THE STRUCTURE OF INTERLAYER WATER IN VERMICULITE

Neutron diffraction, in conjuction with substitution of deuterium (D) for hydrogen (H), has been used to determine the structure of interlayer water in sodium- and nickel-substituted vermiculites. We have measured the intensities of the (00l) Bragg reflections as a function of relative humidity and H/D content, up to l = 30. Difference analysis has then been used to obtain separate density profiles, rho(z), for both the hydrogen atoms and the oxygen atoms plus the clay sheets. Ni-vermiculite was studied at 84% relative humidity, while Na-vermiculite was studied at both 88% and 30% relative humidity. At these values the layer spacings are 14.40, 14.96, and 11.78 angstrom, respectively. We find that each interlayer nickel ion is coordinated octahedrally to 6.0 water molecules. All of these water molecules are oriented to form a strong hydrogen bond to the adjacent clay surface. We also find that extra water is located close to the clay layers. This additional water is situated within the hexagonal rings of SiO4 and AlO4- tetrahedra, which comprise the clay surfaces. In the 14.96 angstrom phase of Na-vermiculite there are an average of 4.9 interlayer water molecules per cation. About half of these water molecules are oriented to form a hydrogen bond to one of the clay surfaces.
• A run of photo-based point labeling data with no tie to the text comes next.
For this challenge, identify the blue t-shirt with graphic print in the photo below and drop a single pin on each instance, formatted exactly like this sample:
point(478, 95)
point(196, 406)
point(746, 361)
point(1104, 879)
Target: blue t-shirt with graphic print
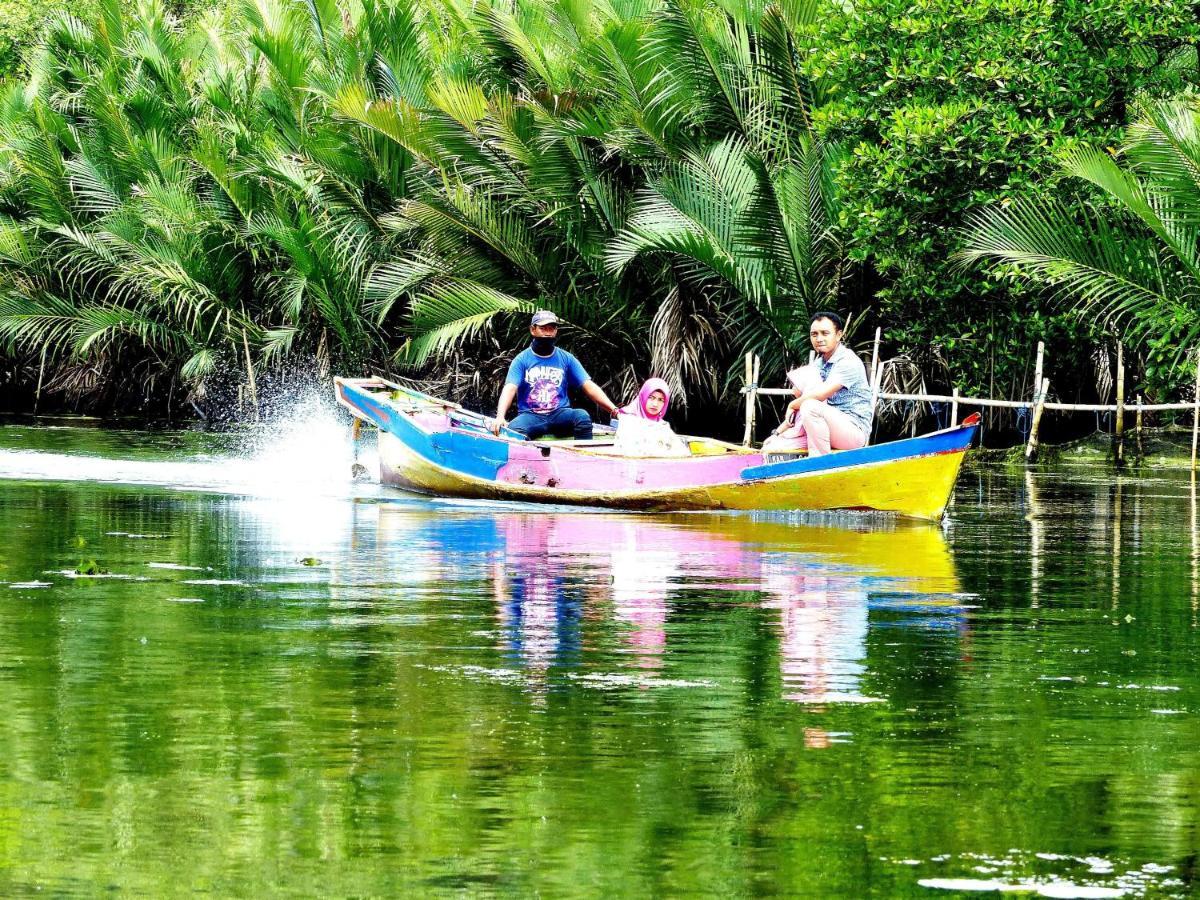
point(543, 382)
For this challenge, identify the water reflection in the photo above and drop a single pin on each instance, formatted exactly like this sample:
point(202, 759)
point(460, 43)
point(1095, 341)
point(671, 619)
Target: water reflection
point(555, 575)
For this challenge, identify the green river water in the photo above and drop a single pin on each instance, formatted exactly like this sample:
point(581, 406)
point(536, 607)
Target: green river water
point(292, 684)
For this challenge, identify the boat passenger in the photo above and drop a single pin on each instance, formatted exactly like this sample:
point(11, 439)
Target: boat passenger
point(539, 379)
point(642, 429)
point(833, 407)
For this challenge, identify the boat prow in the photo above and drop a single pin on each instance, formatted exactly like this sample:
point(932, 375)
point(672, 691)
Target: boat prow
point(438, 448)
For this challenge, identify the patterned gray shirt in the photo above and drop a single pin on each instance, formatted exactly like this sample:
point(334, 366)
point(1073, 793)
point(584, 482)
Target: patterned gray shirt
point(855, 397)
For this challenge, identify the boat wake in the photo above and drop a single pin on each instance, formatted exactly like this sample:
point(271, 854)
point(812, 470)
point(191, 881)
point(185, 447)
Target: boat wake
point(309, 453)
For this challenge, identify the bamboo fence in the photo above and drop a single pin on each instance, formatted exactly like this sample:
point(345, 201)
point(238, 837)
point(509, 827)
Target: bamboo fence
point(1037, 403)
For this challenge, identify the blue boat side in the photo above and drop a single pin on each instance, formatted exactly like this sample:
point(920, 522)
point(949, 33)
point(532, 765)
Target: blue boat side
point(479, 455)
point(942, 442)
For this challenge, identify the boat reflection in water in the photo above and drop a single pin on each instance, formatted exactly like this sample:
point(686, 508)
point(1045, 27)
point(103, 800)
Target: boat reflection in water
point(575, 592)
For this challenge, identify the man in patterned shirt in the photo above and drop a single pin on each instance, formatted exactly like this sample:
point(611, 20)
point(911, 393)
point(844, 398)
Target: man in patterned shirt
point(539, 379)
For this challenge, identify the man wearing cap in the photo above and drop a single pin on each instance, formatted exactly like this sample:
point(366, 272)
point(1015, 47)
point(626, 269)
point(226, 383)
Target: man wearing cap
point(539, 378)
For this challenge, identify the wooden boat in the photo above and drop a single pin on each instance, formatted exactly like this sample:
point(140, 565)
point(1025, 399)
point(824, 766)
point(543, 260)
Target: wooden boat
point(438, 448)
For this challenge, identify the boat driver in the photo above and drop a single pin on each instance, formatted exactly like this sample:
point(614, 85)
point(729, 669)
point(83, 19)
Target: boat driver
point(539, 379)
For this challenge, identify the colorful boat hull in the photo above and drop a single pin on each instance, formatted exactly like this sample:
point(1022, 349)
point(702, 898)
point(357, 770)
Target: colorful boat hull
point(435, 448)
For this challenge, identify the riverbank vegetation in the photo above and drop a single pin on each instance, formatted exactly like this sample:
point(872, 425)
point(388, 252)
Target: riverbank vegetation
point(186, 193)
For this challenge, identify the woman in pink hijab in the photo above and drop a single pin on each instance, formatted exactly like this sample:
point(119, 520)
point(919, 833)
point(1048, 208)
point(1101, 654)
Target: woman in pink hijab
point(652, 401)
point(641, 429)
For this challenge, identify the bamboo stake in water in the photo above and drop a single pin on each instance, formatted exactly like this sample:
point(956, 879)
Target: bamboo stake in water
point(750, 387)
point(1138, 426)
point(1120, 421)
point(250, 373)
point(875, 359)
point(1195, 414)
point(754, 397)
point(1039, 405)
point(1037, 367)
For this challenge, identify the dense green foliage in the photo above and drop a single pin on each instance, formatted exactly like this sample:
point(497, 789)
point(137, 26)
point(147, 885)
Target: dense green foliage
point(378, 183)
point(947, 107)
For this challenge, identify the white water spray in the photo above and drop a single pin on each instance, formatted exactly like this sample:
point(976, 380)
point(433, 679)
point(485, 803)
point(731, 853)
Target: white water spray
point(306, 449)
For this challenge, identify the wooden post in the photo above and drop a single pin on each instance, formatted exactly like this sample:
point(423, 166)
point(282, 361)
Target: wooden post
point(1138, 426)
point(750, 387)
point(875, 359)
point(1120, 421)
point(1195, 414)
point(250, 375)
point(1039, 405)
point(1037, 369)
point(754, 405)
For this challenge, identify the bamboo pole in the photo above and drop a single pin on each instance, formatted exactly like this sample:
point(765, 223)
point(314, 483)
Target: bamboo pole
point(1195, 414)
point(750, 396)
point(1120, 419)
point(875, 360)
point(1037, 369)
point(1138, 426)
point(754, 403)
point(1039, 405)
point(250, 375)
point(1008, 403)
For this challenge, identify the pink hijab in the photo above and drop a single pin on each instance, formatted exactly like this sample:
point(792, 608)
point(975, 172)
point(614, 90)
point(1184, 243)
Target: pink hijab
point(639, 406)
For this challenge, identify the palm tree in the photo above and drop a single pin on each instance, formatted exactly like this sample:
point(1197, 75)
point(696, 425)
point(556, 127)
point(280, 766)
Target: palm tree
point(1134, 261)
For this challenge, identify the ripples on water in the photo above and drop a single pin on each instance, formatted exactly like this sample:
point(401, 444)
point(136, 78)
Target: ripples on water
point(288, 682)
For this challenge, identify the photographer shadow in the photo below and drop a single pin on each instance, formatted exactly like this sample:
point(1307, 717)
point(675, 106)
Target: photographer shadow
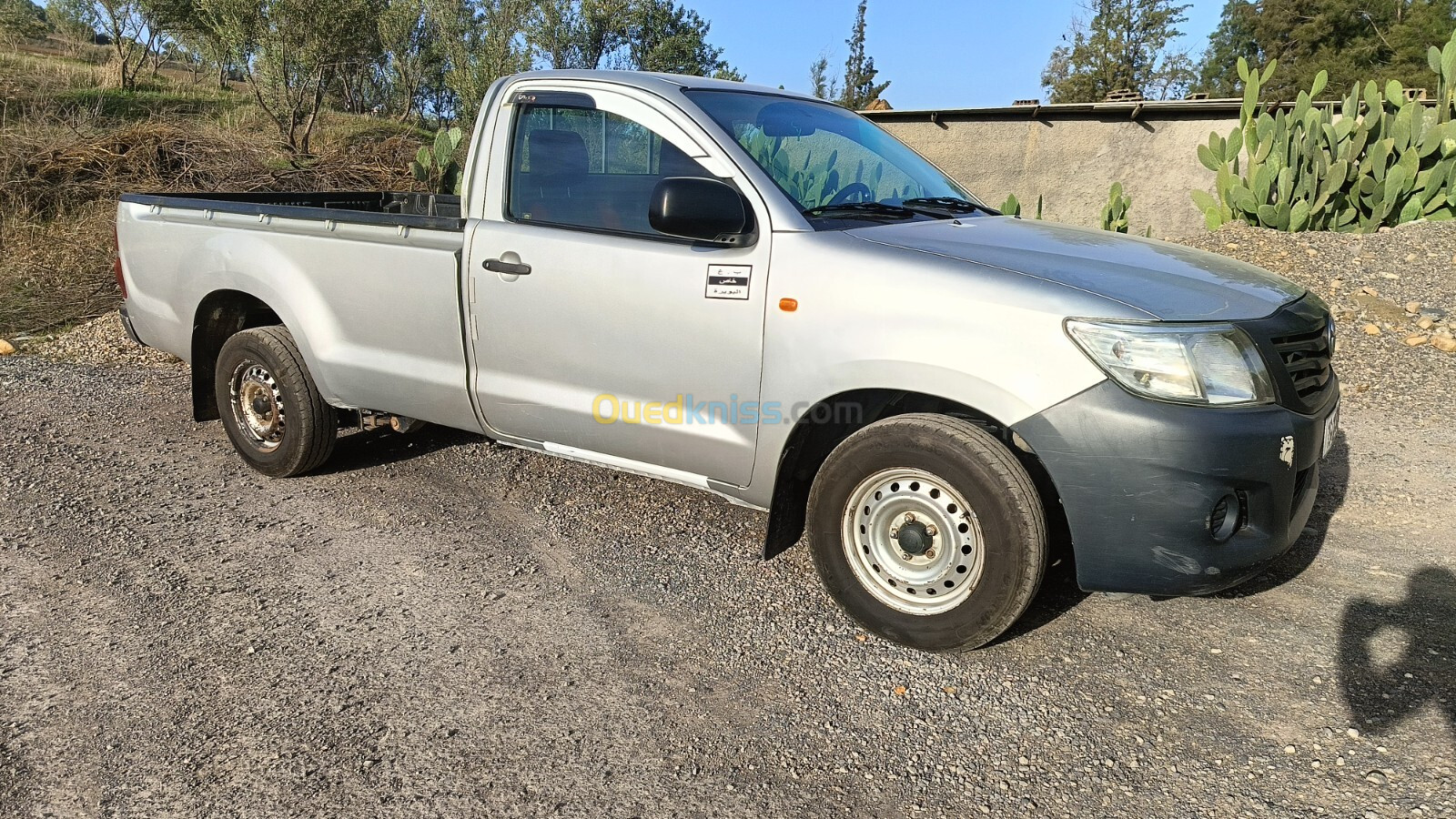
point(1383, 694)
Additional water is found close to the clay surface, occupying the same hexagonal ring sites as in 14.40 angstrom Ni-vermiculite. In the 11.78 angstrom phase of Na-vermiculite there are an average of 2.1 water molecules per interlayer cation. The oxygen atoms of these interlayer water molecules are found close to halfway between the layers, while the hydrogen atoms are directed towards one of the adjacent clay sheets.